All is not what it seems

Singin’ in the Rain directed by Stanley Donen and Gene Kelly delivers all aspects of a successful Hollywood movie musical while poking fun at Hollywood’s difficulties in adapting to the advent of the “talking picture.” I have chosen to do a close reading of the opening “red carpet” scene through which the film makers cleverly tell the audience what they should anticipate is to come; it is a “teaser” in terms of setting up the drama of the story, the relationship of the characters and a movie musical’s essential elements, song and dance – a lot for one scene to achieve.

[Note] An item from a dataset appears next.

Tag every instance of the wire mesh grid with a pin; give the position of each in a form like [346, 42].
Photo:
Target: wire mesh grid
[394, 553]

It begins by having fun with the idea of a movie premiere. The fans screaming for fictional movie stars arriving on the red carpet and the movie stars themselves, all are portrayed as broad stereotypes – almost cartoon. Even our initial protagonists, Don Lockwood (Gene Kelley) and Lina Lamont (Jean Hagen) arrive both dressed all in white symbolizing they are the stars of this premiere, but this color co-ordination also emphasizes they are a couple. However, when interviewed on the red carpet we can immediately see that all is not what it seems and this phrase, “all is not what it seems” echoes throughout the movie right up to the finale when Debbie Reynolds’ character is revealed as the voice of Lina Lamont.

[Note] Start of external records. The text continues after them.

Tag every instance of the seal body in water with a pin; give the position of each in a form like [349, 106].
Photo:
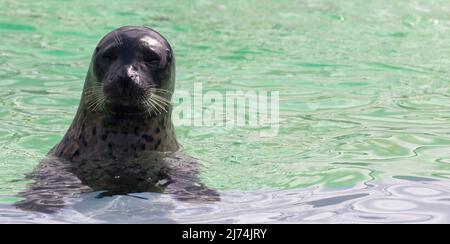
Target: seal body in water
[122, 138]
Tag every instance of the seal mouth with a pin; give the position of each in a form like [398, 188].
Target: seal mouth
[152, 100]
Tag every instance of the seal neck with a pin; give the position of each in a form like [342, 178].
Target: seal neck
[100, 136]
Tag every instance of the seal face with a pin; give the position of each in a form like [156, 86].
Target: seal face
[125, 107]
[122, 138]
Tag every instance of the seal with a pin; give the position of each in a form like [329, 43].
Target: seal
[122, 138]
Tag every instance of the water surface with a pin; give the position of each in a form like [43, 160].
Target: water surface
[364, 105]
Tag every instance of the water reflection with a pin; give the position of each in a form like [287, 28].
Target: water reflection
[401, 200]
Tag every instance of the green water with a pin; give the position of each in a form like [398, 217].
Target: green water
[363, 84]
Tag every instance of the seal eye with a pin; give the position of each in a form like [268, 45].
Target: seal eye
[110, 55]
[151, 58]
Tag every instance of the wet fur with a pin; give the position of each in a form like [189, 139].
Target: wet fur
[115, 149]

This “teaser” element of the opening sequence is cleverly integrated into Don’s interview on the red carpet. While Don tells us of his classical training and early stage career we see the truth depicted in a series of cameos where Don and Cosmo progress though their early careers playing in bars and obscure Vaudeville joints. The film makers use these cameos to give the audience a preview of the singing, dancing and comedy that is to come with Gene Kelly (Don Lockwood) and Donald O’Connor (Cosmo) demonstrating why they were considered two of the finest song and dance men in Hollywood. The audience is deftly warned that if Don is lying about his past, is he also lying about his relationship with Lina Lamont? The film makers have now introduced the underlying drama of their story.

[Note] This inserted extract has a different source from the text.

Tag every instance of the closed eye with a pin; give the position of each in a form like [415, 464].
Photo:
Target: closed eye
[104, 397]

Much is said about the characters in this opening scene before they even speak, (Lina Lamont says nothing in the opening scene. In a story about movie stars of the silent era making the transition to the “talkies,” the film makers cleverly prevent Lina Lamont from speaking until that critical moment when the maximum impact of her horribly grating voice can be unleashed on the audience). Let’s consider the positioning of Don and Lina when they first step out of their Limo: Lina is on the right of screen and Don is on the left. As they approach the interviewer they nimbly adjust positions so that Lina remains on the far right, Don is located in the middle with the announcer and Cosmo stands on the far left. Their positioning may not seem that important at first, but it is. Most movies tend to follow a convention where the bad guys are introduced on the right of screen while the good guys are introduced from the left. If this convention holds for “Singing in the Rain” then Lina is a bad guy and Cosmo is a good guy. Don is in the middle with the announcer, in neutral territory – the audience will have to make up their own minds about Don’s character, (Were it not for Cosmo’s presence and the obvious respect that Cosmo and Don have for each other – clearly seen in Don’s interview – the audience might find Don too dislikeable from the outset). This foreshadowing of characters may not seem important at first, but if the convention holds true, then by the end of the opening sequence a subconscious opinion of each character has been planted in the audience’s mind.
Opening a movie with a “teaser” has become synonymous today with many blockbuster action movies; the opening sequence of a James Bond movie is almost a short movie in itself as is the opening sequence of “Singing in the Rain.” All is not what it seems in this opening scene, but an awful lot is happening.